DOT language for graph

2017-05-30

GraphViz package is a set of tools to describe, automatically layout and manipulate graphs, which is of great significance in connection and relationship analysis and illustration. The core module of GraphViz is the layout and render engines which generate neat and elegant visualization of graph in various common formats from a descriptive small language (the graph file language or the DOT language). This post will represent a brief introduction of the DOT language and show some applications that utilize the power of GraphViz.

GraphViz & DOT: Hello World

First section of this post, let’s create a simple graph via GraphViz in DOT language.

Create a plain text file with the following content and save it as g.dot.

// File: hello-world.dot
// a directed graph with two nodes
// create a directed graph
digraph {
    // an directed edge from "Hello" to  "World"
    Hello -> World;
}

Then use dot command to convert the dot file to a visual graph. The dot command is part of the graphviz package which can easily be installed via package managers in most of Linux Distributions. (For example, use sudo apt install graphviz in Ubuntu or its derivations.)

1 2	# create g.svg at the same folder of the source file dot 'hello-world.dot' -Tsvg -O

By default, the graph of hello-world.svg will look like the following one.

This is much easier to make simple graph in this method then drawing them manually on either a piece of paper with pencil or canvas of a drawing program with mouse.

Syntax

After the first example, let’s have a more specific introduction about the DOT language by creating some simple graphs.

The syntax of the DOT language is quite simple, since all you need to specify in order to fully describe a graph are the nodes (the vertices) as well as the edges in between. Thus in DOT language, a typical graph is also specifying these entities.

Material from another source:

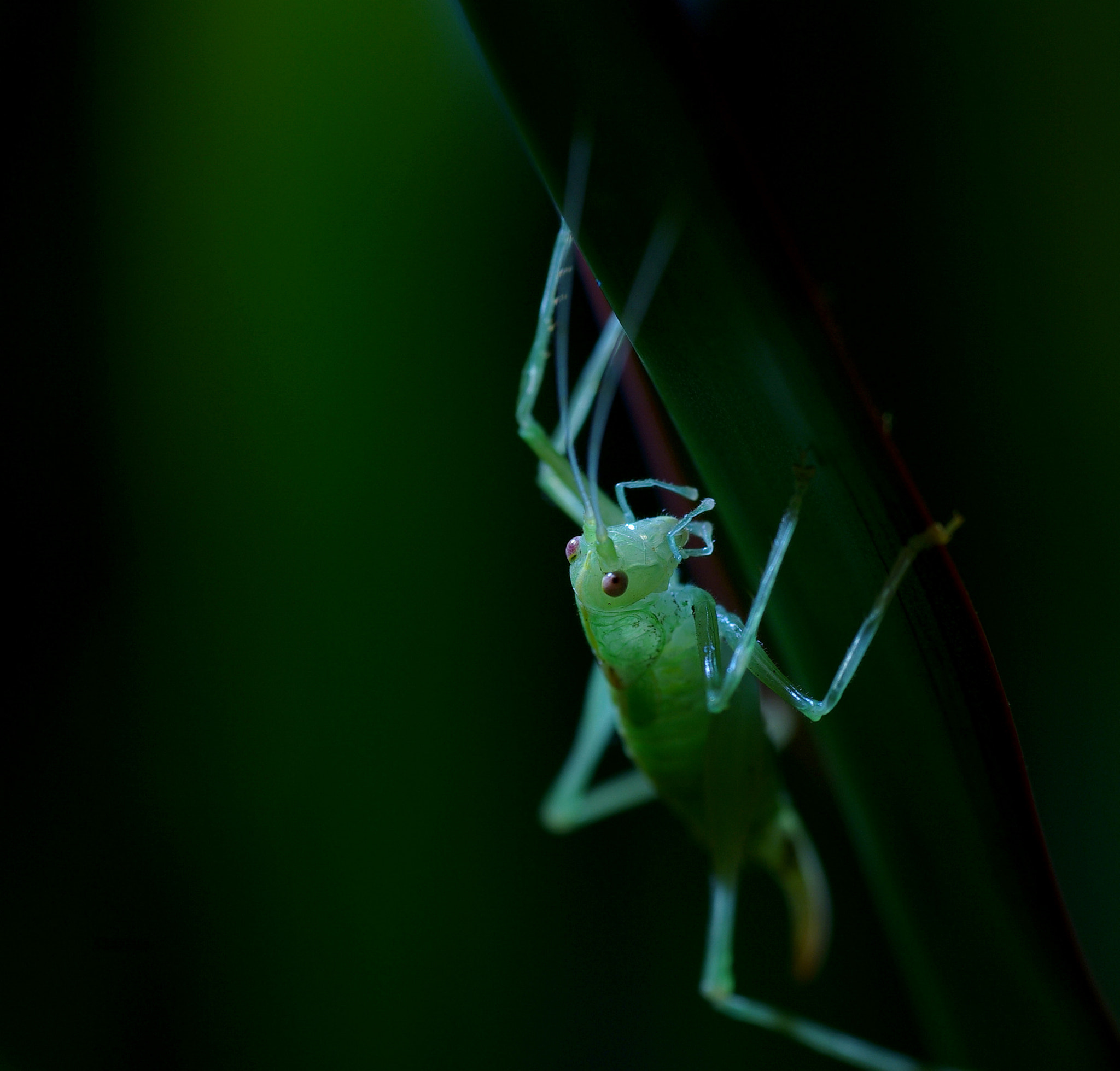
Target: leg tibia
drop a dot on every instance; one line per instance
(718, 987)
(571, 803)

// Specify the type and an optional name of graph 
// The type including graph (undirected graph) and digraph (directed graph)
graph G { 
    // list the attributes of the graph
    name=val;
    // list nodes and its attributes
    // If the default attributes are applicable, the declaration can be omitted
    A [name=val];
    B [name=val];
    // the "node" represent the default attributes for all of the nodes from this line
    node [name=val];
    // a link between A and B (no direction, only valid in undirected graph)
    // the options are optional
    A -- B [name=val];
    // multiple connections can chain together
    B -- C -- D;
    // several nodes connect to one node can be represented as a group
    {A, B} -- {C, D} -- {E, F};
    // a directed link from A to B (an arrow pointing to B, only valid in directed graph)
    A -> B [name=val];
}

Configuration & Customization

This section lists some simple attributes used to adjust nodes and edges. A complete list can refer to the official document.

Node properties

shape=name: the shape of the node. a full list is available at Node List;
width=d and height=d: specify the size of node;
style=filled: whether the node is filled, use style="" to clear the fill;
label=text: the label of the node, can also be simple HTML code for a flexible content;
color=c: the color or the outline of the shape or the edge, like color="#0091cc" or color=red;
fontcolor: the color of text;
fillcolor: the filled color of the node;

Edge properties

style=dotted|dashed|bold|solid|none: the line style of an edge;
arrowType=normal|vee|dot|odot|empty: the arrow style of an directed edge, a full list is available at Arrow List;
label: the label of the node;
color: the color of the edge;

Layout and layout engine

Layout is the relative position of nodes in a graph.

layout properties

Some common options for the graph can be used to adjust the layout.

size="x,y": the maximum size of the rendered graph in inch;
margin=f: the margin of the rendered graph, accounts for the size of the result (more like the padding property in CSS);
rankdir=LR|RL|BT|TB: drawing left to right (LR), right to left (RL), bottom to top (BT) or top to bottom(TB the default option);
nodesep=f: the minimum separation between nodes.

layout engine

So far, all of the graphs are converted via dot command. Apart from that, GraphViz also provides some other layout engines. A common set of engines is listed as the following table, while more engines may available within your installation package.

Name	Description
`dot`	drawing directed graphs
`neato`	drawing undirected graphs
`twopi`	radial layouts of graphs
`circo`	circular layout of graphs
`fdp`	drawing undirected graphs
`sfdp`	drawing large undirected graphs
`patchwork`	tree maps

The layout engine can be selected by either the name of the command or the -K command option (the latter is prior). This can also be selected via graph property layout (such as layout=dot).

Application

In this section, let’s explore some of tricks and applications of GraphViz.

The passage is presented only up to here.